Ama zor da olsa tüm bunlar bu şekilde yaşanmıştır belki. Yetkililer doğru söylüyordur ve ortada büyük bir yanlışlık vardır.

Ancak Rus uçağı ister kasten, ister yanlışlıkla vursun, Türkiye'yi yöneten AKP açısından sonuç değişmez: AKP'li yetkililer bu olay üzerine her iki durumda da aynı açıklamayı yapmak zorundadır! İşte AKP ve dolayısıyla Türkiye açısından bu bombardımanı ve üç askerin kaybını daha da dramatik yapan budur.

AKP, içeride ve dışarıda yaptıklarının bedelini ağır bir şekilde ödüyor. Sadece kendisi ödese, iyi ve hak etti ödüyor denebilirdi belki, ama AKP büyük vebalinin bedelini Türkiye'ye ödetiyor. Bir ülke olarak hepimizin canını yakıyor.

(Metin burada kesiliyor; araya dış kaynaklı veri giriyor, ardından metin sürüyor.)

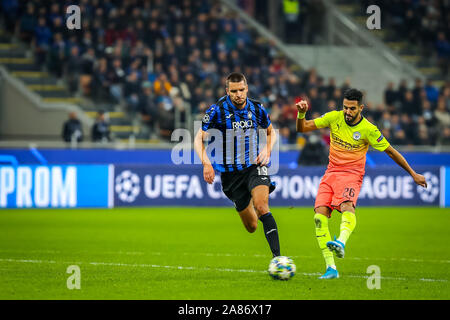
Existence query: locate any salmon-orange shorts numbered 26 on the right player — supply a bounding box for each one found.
[331,173,363,212]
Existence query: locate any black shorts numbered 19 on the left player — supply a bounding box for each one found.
[221,165,270,212]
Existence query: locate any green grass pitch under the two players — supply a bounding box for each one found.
[0,207,450,300]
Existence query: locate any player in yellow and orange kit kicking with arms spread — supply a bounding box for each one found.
[296,89,427,279]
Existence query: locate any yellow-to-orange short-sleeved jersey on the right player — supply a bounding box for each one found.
[314,110,390,174]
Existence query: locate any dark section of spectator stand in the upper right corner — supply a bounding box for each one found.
[338,0,450,85]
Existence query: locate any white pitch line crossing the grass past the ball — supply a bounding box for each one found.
[0,259,448,282]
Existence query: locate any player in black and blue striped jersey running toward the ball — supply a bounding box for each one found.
[194,72,280,257]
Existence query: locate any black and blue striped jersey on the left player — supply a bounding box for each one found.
[202,95,271,172]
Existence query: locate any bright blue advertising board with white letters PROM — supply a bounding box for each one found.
[0,165,109,208]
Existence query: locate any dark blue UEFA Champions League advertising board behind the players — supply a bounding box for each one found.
[112,165,441,207]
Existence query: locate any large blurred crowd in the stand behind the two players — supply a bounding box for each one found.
[0,0,450,145]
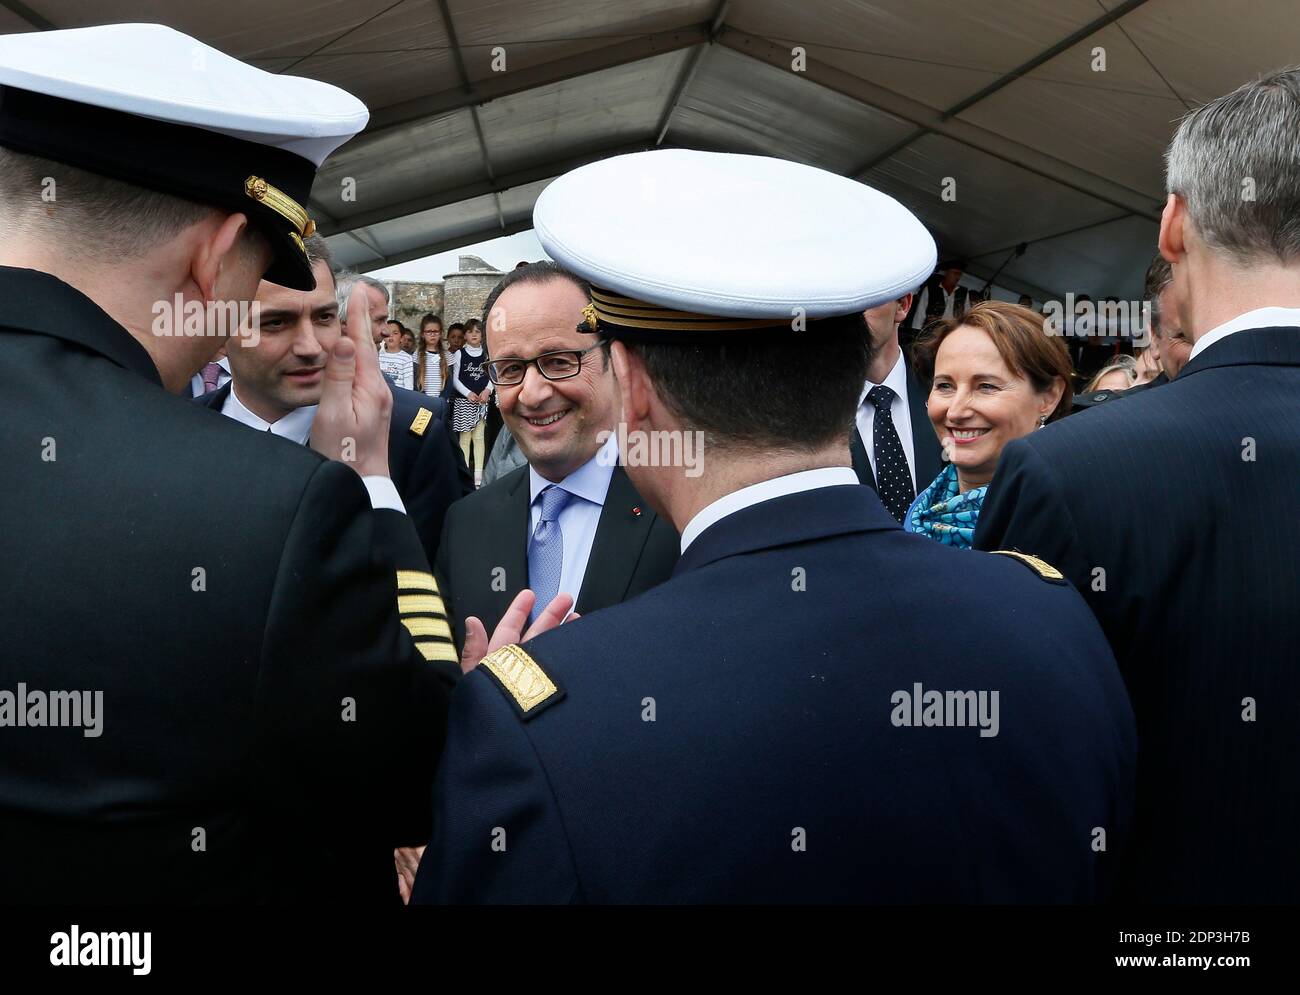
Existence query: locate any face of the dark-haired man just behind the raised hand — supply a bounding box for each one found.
[229,261,341,421]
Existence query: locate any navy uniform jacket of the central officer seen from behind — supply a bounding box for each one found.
[416,485,1135,903]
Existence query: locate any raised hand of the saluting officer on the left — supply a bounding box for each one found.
[312,282,393,477]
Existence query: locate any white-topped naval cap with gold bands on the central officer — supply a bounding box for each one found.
[533,150,937,341]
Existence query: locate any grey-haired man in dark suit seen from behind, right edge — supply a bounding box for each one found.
[975,70,1300,904]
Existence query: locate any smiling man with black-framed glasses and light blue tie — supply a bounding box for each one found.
[437,261,677,645]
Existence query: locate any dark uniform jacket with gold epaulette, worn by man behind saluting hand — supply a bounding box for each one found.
[195,384,475,563]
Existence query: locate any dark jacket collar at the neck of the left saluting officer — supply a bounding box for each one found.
[0,267,163,386]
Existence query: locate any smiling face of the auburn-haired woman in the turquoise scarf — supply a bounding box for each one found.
[926,325,1065,490]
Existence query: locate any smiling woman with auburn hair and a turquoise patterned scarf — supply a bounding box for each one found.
[904,300,1074,549]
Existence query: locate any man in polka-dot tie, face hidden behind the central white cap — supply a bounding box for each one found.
[849,294,944,522]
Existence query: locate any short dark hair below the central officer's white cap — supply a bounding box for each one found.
[624,312,872,457]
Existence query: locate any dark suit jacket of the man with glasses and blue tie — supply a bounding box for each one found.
[436,464,679,645]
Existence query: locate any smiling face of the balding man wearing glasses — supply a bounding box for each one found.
[488,278,618,481]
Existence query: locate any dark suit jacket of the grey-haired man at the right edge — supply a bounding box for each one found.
[975,328,1300,904]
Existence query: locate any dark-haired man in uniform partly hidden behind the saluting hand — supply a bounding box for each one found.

Türkiye Suriye'de ölen askerlerinin peşine düşemez haldedir. Cihatçı terörün yükselişinde doğrudan pay sahibi AKP iktidarının Suriye'de yürüttüğü operasyonun meşruiyeti tartışmalıdır. Dahası AKP, uluslararası güçlerle tehlikeli bir kumar oynamış ve kaybetmiştir. Şimdi herkesle iyi geçinmeye, hem ABD hem de Rusya'yı idare etmeye çalışan AKP'nin yaptıklarını bugünkü çıkarları doğrultusunda unutmuş gözükenler, aynı çıkarların gerektirdiği şekilde bir gün hatırlamayı da bilir. Üstelik uluslararası sistemde ağırlığı olan ülkelerin hesap sorma yöntemleri fazlasıyla çeşitlidir.

Suriye'de yönsüz ve politikasız kalan ve bu nedenle her türlü müdahale ve manipülasyona açık hale gelen AKP, başını kaldıramaz halde. Hem ABD, hem Rusya ile yaptığı görüşmelerde sahada kalmak ve pazarlık gücünü kaybetmemek için daha fazla sorumluluk talep etse de bu gerçek değişmiyor.

AKP'nin yükü taşıyamayacağı kadar ağır. Bu koşullarda Türkiye AKP'yi taşımaya devam ettiği sürece, AKP'nin yaptıklarının bedelini hep birlikte ödemeye devam ederiz.